Japanese tourism officials in areas that have been feeling the pinch of the recession are conducting promotional campaigns to attract Chinese travelers, hoping that foreign demand will act as a catalyst for local growth.

Hokkaido, for instance, has seen a drop of more than 10 percent in the number of visitors to its tourist spots this summer from a year earlier, due partly to the eruption in March of Mount Usu. The prefecture plans to set up a booth at a tourism exposition in Shanghai next month.

Tourism officials in Kyushu, meanwhile, are banking on the region’s proximity to China.

Nagasaki prefectural officials, for instance, have organized several promotional events since its governor visited China early last year, and the Miyazaki Prefectural Government sent a mission to Shanghai late last month to explore the prospects of lining up tourists from China.

One skeptic amid these efforts is the Transport Ministry, where officials remain wary about illegal immigrants taking advantage of the package tours.

They point to Australia, which experienced illegal immigration from China after Canberra lifted its ban on Chinese tourist visas last year.

The ministry has already adopted punitive measures against travel companies that have organized tours from which five or more people slip away to stay in Japan illegally.
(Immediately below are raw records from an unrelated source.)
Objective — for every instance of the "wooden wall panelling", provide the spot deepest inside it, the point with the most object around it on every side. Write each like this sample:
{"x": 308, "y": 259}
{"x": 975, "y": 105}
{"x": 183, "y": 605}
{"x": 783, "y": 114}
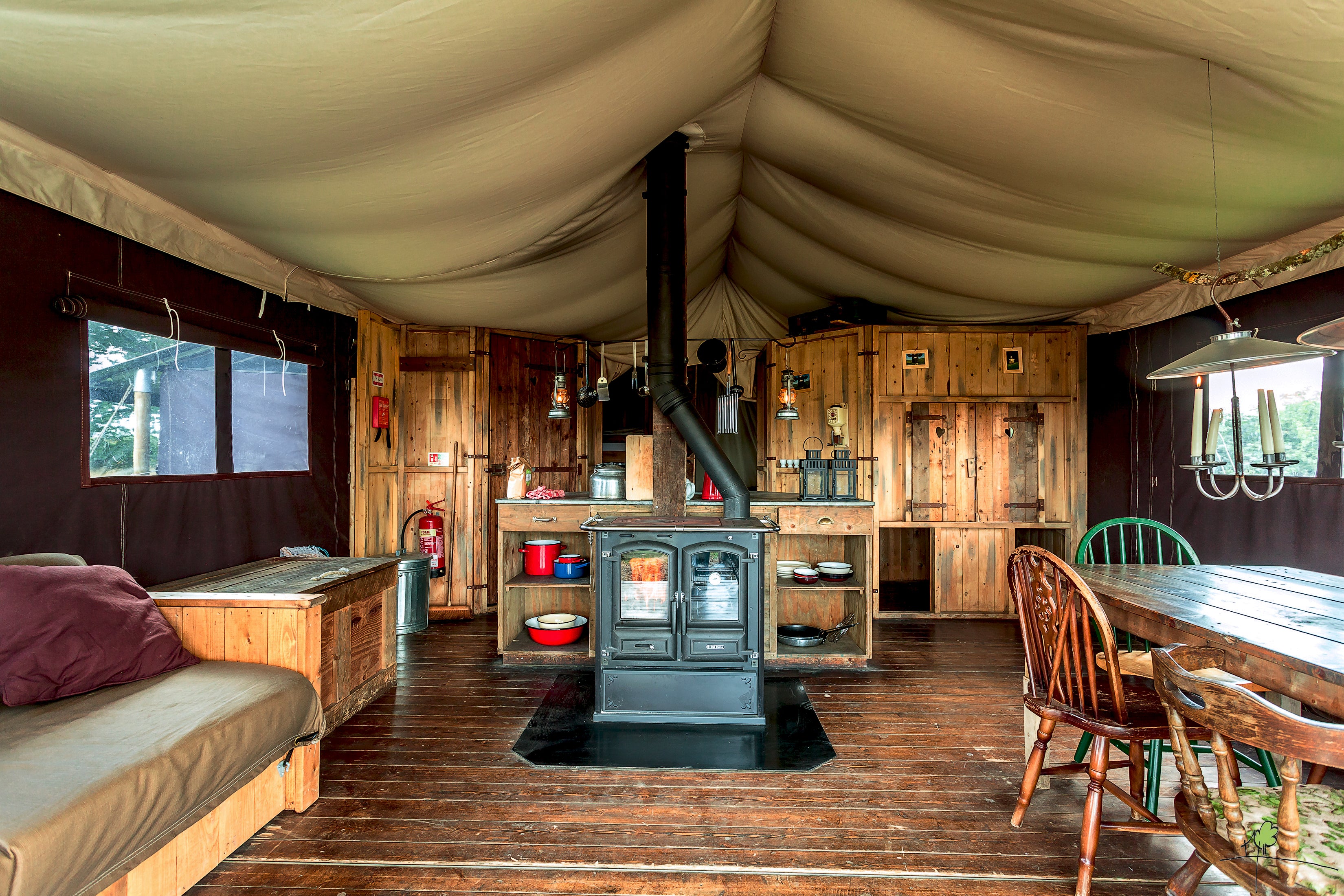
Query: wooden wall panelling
{"x": 837, "y": 377}
{"x": 889, "y": 440}
{"x": 1078, "y": 438}
{"x": 439, "y": 410}
{"x": 1056, "y": 468}
{"x": 378, "y": 351}
{"x": 971, "y": 569}
{"x": 519, "y": 400}
{"x": 1023, "y": 469}
{"x": 480, "y": 480}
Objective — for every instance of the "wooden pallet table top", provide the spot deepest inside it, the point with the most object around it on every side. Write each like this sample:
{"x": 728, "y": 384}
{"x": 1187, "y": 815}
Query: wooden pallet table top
{"x": 284, "y": 582}
{"x": 1280, "y": 626}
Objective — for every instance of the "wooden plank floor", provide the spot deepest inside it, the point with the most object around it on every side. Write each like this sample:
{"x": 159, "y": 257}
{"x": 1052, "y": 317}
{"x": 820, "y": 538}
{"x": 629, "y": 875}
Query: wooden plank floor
{"x": 421, "y": 793}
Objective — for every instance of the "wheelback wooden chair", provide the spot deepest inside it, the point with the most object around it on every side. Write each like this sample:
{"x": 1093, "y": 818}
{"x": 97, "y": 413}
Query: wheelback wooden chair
{"x": 1265, "y": 839}
{"x": 1063, "y": 626}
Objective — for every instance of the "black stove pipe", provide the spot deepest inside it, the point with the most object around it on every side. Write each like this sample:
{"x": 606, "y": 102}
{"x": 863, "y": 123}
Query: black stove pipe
{"x": 666, "y": 178}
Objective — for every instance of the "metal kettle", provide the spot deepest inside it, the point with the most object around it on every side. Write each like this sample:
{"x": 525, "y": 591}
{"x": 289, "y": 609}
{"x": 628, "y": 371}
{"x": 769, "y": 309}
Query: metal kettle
{"x": 608, "y": 481}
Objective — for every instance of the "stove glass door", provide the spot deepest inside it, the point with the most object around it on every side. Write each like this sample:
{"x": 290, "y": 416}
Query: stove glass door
{"x": 717, "y": 590}
{"x": 644, "y": 617}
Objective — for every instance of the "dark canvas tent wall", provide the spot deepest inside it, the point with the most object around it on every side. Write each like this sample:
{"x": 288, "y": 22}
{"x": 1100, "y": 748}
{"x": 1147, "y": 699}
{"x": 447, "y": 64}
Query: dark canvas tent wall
{"x": 480, "y": 163}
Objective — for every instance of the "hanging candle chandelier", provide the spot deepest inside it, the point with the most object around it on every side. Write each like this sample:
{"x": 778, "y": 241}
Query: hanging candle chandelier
{"x": 1229, "y": 352}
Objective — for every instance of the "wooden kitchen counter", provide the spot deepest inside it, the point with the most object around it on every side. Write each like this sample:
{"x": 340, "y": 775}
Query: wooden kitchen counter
{"x": 810, "y": 531}
{"x": 339, "y": 632}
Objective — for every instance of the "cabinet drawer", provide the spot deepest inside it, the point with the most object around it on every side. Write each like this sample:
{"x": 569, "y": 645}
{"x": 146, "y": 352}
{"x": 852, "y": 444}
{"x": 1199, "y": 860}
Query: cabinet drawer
{"x": 828, "y": 520}
{"x": 538, "y": 518}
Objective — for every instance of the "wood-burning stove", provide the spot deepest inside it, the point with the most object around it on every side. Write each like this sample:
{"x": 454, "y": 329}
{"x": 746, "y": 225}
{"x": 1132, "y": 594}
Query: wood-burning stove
{"x": 679, "y": 609}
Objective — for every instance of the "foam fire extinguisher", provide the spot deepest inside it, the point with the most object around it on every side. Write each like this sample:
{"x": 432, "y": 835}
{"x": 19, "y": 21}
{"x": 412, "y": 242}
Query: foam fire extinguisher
{"x": 432, "y": 538}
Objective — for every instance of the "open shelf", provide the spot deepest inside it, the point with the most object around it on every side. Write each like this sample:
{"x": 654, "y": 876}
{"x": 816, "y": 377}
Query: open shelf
{"x": 848, "y": 585}
{"x": 523, "y": 581}
{"x": 525, "y": 651}
{"x": 839, "y": 653}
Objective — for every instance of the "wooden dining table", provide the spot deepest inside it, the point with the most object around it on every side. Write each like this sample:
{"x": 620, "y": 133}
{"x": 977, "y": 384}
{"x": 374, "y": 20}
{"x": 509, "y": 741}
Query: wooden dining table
{"x": 1280, "y": 626}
Such firms can lose their right to operate for one month.

“These measures are to ensure that tourists will properly return home after their tour ends,” Vice Transport Minister Hisashi Umezaki said.

But critics say the measures will simply mean that tour guides will have to keep an ever-watchful eye on their groups.

“Those participating in these package tours are paying hundreds of thousands of yen in deposit to the Chinese tour companies in addition to travel expenses,” said Shinichiro Shiranishi, president of the Japan-China Friendship Association, adding that Chinese who are able to afford such fees are unlikely to attempt to live in Japan illegally.

Treating Chinese tourists as criminals runs counter to the promotion of friendship, he stressed.